Awkward Arrays in AnnData#
Author: Gregor Sturm
Warning
Support for awkward arrays in AnnData is experimental.
Behavior, in particular of concat()
, may change in the future.
Please report any issues using the issue tracker
[1]:
import awkward as ak
import scanpy as sc
from biothings_client import get_client as get_biothings_client
Awkward Array is a library for working with nested, variable-sized data using NumPy-like idioms. It is considerably faster than working with lists-of-lists or lists-of-dicts in Python.

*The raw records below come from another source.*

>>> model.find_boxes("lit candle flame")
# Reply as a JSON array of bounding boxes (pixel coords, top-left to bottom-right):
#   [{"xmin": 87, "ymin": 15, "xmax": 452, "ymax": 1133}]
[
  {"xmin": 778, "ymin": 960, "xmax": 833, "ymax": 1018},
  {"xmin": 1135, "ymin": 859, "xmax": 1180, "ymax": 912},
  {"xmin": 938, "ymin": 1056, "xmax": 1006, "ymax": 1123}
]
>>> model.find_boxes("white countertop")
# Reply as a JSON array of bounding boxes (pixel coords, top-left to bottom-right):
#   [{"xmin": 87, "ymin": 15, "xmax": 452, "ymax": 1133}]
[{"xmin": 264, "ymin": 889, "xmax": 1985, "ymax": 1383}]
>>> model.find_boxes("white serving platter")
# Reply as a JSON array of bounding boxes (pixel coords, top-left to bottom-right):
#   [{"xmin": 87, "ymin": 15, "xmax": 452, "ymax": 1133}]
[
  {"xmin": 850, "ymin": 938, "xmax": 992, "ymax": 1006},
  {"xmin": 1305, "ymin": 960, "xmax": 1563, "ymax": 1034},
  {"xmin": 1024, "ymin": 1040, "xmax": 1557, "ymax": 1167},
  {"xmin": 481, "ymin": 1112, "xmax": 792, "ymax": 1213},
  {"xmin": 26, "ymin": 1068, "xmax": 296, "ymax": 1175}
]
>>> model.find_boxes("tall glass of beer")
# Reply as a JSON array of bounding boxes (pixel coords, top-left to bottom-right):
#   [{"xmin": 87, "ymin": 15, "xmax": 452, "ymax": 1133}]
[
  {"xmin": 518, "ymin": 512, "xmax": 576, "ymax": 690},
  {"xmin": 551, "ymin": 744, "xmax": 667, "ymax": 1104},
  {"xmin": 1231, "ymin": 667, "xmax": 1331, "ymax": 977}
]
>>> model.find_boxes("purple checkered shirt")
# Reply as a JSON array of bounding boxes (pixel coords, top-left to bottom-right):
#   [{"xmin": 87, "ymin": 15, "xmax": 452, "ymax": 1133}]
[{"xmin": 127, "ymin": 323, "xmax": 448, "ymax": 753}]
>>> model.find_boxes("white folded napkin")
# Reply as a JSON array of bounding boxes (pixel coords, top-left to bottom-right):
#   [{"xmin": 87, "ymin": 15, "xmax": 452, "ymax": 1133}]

Here are two simple examples what an awkward array could look like:
ragged array:
[2]:
ragged = ak.Array(
[
None,
[1, 2, 3],
[3, 4],
]
)
ragged[:, 1]
[2]:
[None, 2, 4] ---------------- type: 3 * ?int64
list of records:
[3]:
records = ak.Array(
[
{"a": 1, "b": 2},
{"a": 3, "c": 4},
{"d": 5},
]
)
records["a"]
[3]:
[1, 3, None] ---------------- type: 3 * ?int64
Please refer to the akward array documentation for more information.
Since v0.9, awkward arrays are supported in AnnData in the .layers
, .obsm
, .varm
and .uns
slots.
In the following, we will explore how awkward arrays can be useful when working with single-cell data.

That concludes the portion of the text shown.